There were two menus, a pre theatre which is served from 6-7 and offers two courses for €25 and the A la Carte. We chose the A la Carte and the menu is short but nicely thought out, with about 5 starters and half a dozen more main courses. It reads well, and there are several we wanted to have including foie gras seared with brioche and cherry Cola, whiskey cured salmon or a lobster tail with rabbit tortellini.
Main courses were equally impressive and divided between sea and land; hake with caramelised cauliflower, monkfish with black pudding and pickled egg or half a Dover sole. The land and air offered, fillet beef with Gubeen custard, a duo of lamb or Barbary duck breast with carrot and elderflower.
An amuse bouche of diced beef with little dots of horseradish Mayo was wonderful, an almost deconstructed steak tartare it was delicious and set us up nicely. John started with the Goat's cheese with lemon and heirloom tomatoes which he polished off in short order and liked immensely. I couldn't pass the lobster and it was a brilliant dish; lobster tail was a perfect tortellini of rabbit was sitting in an intense lobster bisque, while a malt creme fraiche added another dimension.
Main courses brought me a perfect half Dover sole on the bone sprinkled with capers and a vanilla butter was poured over at the table, adding a bit of theatre. John's duck didn't lack presentation either, and was arranged around with whole baby carrots, apricots and almonds in hay. Both dishes were excellent, and we decided to rest a while to give us a chance to try the desserts.
The special dessert tummy was soon ready and we enjoyed a delicious duo of chocolate and a passion fruit cheesecake which looked as good as they tasted. Coffee finished us off, and we sat and chatted about what had been an excellent meal.

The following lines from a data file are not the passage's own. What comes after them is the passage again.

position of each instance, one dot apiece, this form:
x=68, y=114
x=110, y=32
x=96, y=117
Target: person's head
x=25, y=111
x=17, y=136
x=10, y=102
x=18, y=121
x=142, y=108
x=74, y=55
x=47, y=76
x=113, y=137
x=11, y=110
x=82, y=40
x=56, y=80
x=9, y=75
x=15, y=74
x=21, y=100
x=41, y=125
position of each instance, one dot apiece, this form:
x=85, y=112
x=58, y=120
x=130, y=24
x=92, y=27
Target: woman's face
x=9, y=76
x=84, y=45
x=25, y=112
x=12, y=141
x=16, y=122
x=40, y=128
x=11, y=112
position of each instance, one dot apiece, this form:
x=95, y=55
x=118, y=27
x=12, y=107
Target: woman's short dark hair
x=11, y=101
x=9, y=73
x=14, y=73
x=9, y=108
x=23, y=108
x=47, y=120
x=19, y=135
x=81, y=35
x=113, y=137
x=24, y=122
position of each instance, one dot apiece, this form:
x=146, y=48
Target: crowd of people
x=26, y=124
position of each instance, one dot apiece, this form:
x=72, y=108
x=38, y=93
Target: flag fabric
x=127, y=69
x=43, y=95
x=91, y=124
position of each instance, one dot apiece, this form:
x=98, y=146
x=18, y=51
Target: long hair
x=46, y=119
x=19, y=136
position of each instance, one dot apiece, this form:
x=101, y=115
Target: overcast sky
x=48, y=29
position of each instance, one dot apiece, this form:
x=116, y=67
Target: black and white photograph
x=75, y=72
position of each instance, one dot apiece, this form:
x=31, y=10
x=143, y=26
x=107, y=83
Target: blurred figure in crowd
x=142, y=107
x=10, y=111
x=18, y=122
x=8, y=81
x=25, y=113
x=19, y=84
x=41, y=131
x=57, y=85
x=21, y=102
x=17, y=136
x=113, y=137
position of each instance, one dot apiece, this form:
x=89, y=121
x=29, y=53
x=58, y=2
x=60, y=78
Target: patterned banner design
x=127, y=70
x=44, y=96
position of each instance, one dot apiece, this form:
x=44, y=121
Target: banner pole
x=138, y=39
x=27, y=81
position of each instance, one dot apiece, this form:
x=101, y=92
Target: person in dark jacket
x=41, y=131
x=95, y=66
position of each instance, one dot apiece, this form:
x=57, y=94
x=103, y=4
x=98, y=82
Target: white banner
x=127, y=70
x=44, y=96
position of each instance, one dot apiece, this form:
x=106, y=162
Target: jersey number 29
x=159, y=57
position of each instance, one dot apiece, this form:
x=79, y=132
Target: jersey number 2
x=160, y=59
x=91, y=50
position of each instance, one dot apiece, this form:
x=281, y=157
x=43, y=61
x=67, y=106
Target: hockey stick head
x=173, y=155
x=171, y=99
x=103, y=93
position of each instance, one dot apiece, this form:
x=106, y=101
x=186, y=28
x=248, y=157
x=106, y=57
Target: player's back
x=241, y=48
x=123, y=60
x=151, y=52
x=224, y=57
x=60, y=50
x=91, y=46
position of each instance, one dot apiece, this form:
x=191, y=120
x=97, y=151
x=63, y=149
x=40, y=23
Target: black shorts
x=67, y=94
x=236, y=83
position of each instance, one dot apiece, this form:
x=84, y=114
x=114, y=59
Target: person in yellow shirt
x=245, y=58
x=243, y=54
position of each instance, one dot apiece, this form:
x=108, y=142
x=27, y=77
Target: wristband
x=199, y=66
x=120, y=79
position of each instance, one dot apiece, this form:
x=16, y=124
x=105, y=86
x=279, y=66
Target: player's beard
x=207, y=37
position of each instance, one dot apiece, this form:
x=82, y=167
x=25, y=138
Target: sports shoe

Suesey Street is really very good indeed. The food is quite serious, in that sense it is fine dining, but it's served in a relaxed setting that would suit a boisterous night out with friends or a quiet diner for two. So, it's fine dining rather than formal, and marries the two very well indeed.
I could see myself booking a party of friends here, I think the room really suits a bit of high jinks. The terrace is still one of the best in the city and of a summers evening it's hard to find a better spot for a bit of Al fresco dining.